Hungary’s interest lies in stemming the migration pressure on Europe, and the country is ready to help Serbia, Bulgaria and Macedonia

Prime Minister Viktor Orbán has said that when it comes to the migrant crisis “we must act, not surrender”.

The prime minister said that illegal migrants can indeed be kept out with the use of physical barriers and Hungary will remain defended against any threat.

Hungary’s interest lies in stemming the migration pressure on Europe, and the country is ready to help Serbia, Bulgaria and Macedonia, he said.

PM Orbán said the mentality that “there is no way they [migrants] can be stopped … we’d better start thinking about how we can take them in” constitutes “nihilism”. The people in Brussels are well-intentioned but naive, Orbán said, adding, however, that in a situation like the migrant crisis, naivety can “come back to haunt” Europe.

If the US is capable of keeping illegal immigrants from crossing its southern border with the use of physical barriers “then I don’t see why we Europeans couldn’t be capable of the same thing,” Orban said.

He said illegal migration is a matter in which it becomes “completely clear” that the solution is not to give more powers to the EU but rather to help member states fulfil the border protection commitments they had made in the Schengen Agreement. “But right now the situation is reversed because Brussels wants to curb the powers of member states in connection with the migrant crisis,” the prime minister said.

Orbán said there is a lot at stake in Hungary’s October 2 migrant quota referendum, arguing that if the EU’s planned migrant redistribution scheme is implemented, the EU will “take money away” from Hungary and spend it on “the migrants arriving here”. He said this would also apply to cities where leftist parties are in control of the municipal government.

This is why the referendum is not a partisan issue but a national one, PM Orbán said.
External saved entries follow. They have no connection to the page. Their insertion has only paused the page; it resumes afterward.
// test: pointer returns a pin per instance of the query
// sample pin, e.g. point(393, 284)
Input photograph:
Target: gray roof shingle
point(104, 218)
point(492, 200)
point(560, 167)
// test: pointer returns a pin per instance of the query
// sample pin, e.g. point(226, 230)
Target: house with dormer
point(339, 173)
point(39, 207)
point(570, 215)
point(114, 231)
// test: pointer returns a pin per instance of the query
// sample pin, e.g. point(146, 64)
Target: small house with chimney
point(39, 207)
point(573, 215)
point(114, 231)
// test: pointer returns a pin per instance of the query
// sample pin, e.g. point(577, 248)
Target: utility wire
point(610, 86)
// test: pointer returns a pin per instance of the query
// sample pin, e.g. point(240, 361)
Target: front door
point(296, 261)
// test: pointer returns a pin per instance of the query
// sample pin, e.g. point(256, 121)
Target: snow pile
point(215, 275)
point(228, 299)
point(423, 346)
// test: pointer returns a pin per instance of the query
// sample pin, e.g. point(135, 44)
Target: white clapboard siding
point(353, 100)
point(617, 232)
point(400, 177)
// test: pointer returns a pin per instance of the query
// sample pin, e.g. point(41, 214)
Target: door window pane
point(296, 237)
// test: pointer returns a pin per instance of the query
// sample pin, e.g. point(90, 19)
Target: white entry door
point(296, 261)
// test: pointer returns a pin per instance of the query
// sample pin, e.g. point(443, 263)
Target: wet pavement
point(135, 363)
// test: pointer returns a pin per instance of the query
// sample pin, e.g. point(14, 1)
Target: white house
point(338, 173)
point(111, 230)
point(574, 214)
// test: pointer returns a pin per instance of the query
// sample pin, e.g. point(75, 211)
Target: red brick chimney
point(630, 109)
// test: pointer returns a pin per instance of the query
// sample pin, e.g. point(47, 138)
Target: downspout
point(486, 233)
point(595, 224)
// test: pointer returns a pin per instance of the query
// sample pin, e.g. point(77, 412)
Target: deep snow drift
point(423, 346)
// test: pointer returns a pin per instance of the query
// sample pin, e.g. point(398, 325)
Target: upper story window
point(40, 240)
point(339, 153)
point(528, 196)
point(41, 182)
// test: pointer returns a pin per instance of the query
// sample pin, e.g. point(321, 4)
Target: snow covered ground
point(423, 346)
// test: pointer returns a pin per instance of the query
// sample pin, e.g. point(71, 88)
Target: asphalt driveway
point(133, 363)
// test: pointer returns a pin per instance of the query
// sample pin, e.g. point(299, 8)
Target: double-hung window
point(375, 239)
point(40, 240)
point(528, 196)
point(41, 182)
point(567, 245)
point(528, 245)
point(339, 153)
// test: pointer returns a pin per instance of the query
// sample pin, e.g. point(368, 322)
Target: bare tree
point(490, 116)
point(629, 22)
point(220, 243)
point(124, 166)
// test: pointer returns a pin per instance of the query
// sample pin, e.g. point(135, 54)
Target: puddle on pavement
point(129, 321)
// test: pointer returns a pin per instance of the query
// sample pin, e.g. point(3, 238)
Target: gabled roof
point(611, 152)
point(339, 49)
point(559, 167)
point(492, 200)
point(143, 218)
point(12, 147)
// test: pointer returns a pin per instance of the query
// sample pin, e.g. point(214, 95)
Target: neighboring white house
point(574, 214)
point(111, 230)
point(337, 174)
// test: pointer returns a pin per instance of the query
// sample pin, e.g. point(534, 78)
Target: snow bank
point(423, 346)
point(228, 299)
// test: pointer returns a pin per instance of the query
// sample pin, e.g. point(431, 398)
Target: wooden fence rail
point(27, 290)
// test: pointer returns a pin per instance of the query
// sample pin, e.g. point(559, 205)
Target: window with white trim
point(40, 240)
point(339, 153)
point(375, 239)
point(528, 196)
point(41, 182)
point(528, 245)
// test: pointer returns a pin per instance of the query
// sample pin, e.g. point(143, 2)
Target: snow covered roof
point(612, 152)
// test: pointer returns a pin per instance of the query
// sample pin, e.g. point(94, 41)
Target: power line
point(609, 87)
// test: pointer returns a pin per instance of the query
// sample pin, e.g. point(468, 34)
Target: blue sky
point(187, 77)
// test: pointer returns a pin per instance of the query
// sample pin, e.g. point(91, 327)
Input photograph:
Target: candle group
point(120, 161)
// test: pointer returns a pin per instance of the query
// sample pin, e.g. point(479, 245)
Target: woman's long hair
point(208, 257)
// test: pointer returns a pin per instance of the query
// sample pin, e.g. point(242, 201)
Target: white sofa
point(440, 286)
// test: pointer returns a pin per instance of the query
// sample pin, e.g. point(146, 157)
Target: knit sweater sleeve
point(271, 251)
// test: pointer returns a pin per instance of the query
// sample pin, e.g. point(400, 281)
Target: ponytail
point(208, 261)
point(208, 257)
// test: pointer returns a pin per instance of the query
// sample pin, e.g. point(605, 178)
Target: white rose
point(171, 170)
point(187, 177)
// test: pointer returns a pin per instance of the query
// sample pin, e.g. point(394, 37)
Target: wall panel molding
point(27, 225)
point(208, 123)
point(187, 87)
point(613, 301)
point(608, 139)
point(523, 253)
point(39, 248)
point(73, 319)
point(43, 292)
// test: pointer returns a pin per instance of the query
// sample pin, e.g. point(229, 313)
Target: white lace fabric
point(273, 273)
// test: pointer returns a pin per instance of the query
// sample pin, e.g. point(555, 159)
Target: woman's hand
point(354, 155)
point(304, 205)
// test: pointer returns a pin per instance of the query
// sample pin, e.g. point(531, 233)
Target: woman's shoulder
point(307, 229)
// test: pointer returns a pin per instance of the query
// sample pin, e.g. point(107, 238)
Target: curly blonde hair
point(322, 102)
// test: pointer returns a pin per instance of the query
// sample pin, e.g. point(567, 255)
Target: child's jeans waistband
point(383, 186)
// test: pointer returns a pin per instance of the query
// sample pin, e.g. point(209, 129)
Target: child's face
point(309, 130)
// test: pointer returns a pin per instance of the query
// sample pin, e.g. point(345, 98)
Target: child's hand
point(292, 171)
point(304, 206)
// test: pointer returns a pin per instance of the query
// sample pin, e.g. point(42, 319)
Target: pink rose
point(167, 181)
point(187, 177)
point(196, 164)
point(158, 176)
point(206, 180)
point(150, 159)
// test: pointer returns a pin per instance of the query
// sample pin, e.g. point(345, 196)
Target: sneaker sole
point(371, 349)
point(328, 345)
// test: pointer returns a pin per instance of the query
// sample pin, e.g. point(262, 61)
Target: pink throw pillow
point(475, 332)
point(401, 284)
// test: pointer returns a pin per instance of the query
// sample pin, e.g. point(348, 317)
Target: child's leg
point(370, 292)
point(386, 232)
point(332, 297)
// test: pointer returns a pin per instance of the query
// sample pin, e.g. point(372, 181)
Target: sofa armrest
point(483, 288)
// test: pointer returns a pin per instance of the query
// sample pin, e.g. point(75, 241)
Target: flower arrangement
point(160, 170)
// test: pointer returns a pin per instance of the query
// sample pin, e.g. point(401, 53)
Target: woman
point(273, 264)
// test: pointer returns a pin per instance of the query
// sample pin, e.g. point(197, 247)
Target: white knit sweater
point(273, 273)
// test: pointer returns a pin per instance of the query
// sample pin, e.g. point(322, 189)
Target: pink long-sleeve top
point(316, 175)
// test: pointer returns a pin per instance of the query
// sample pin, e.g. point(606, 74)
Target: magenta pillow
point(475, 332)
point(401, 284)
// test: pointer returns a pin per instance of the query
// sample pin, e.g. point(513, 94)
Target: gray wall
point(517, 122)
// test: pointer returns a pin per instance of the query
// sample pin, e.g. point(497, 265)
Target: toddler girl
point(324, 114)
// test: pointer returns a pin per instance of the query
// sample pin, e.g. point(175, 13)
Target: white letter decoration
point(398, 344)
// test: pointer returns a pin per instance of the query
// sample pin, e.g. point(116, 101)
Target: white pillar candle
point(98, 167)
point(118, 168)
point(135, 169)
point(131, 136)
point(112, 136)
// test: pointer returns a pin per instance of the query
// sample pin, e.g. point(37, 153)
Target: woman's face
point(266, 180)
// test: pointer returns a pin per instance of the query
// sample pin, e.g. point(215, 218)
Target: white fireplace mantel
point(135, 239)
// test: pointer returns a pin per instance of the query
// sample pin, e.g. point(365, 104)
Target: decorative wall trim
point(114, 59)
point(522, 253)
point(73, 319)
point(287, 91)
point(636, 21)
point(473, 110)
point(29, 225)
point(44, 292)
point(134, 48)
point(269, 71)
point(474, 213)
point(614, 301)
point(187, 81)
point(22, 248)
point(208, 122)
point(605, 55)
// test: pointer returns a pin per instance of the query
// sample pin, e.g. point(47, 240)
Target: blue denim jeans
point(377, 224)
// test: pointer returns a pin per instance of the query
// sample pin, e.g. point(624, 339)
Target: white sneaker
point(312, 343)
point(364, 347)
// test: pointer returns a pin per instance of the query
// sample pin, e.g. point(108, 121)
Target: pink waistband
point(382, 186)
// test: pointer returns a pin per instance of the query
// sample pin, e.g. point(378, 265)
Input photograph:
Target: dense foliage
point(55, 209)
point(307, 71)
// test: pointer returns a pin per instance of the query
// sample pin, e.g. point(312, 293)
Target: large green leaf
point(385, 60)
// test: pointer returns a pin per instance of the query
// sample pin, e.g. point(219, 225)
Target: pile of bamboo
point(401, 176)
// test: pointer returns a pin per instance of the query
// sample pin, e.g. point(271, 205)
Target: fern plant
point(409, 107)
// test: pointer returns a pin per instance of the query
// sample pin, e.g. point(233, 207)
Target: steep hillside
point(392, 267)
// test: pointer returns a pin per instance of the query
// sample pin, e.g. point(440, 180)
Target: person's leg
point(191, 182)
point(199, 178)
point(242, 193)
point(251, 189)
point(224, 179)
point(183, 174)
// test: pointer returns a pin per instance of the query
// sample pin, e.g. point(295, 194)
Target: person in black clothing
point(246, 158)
The prime minister said he knew the direction Hungary could take after the referendum, adding, at the same time, that this also depended on the outcome of the vote.

Hungary is working on trying to thwart the European Commission’s migrant redistribution scheme, if not in the European Parliament then at least in the European Council, he said.

Regarding Friday’s informal EU summit in Bratislava, the prime minister said the EU will have to confront the mistakes it had made recently, the consequences of which he said have been Britain’s decision to quit the bloc and a threat of terrorism stemming from uncontrolled immigration.

PM Orbán said that while most migrants are entering Europe through Italy for now, he expected the migration pressure to increase on the Balkans route again once the weather worsens and the sea route to the continent becomes harder to travel.

He said that before the Bratislava summit the Visegrad Four countries will submit a document of their joint proposals to the European Council, MTI reports today.

He advocated providing EU aid to Bulgaria with a view to helping it in its border protection efforts. He added that Bulgaria’s border fence should be strengthened, too. The prime minister said there was a good chance that the EU will agree to help Bulgaria, arguing that it would be unfair of the bloc to abandon one of its own member states that is under migration pressure while it “sends large sacs of money” to non-EU countries.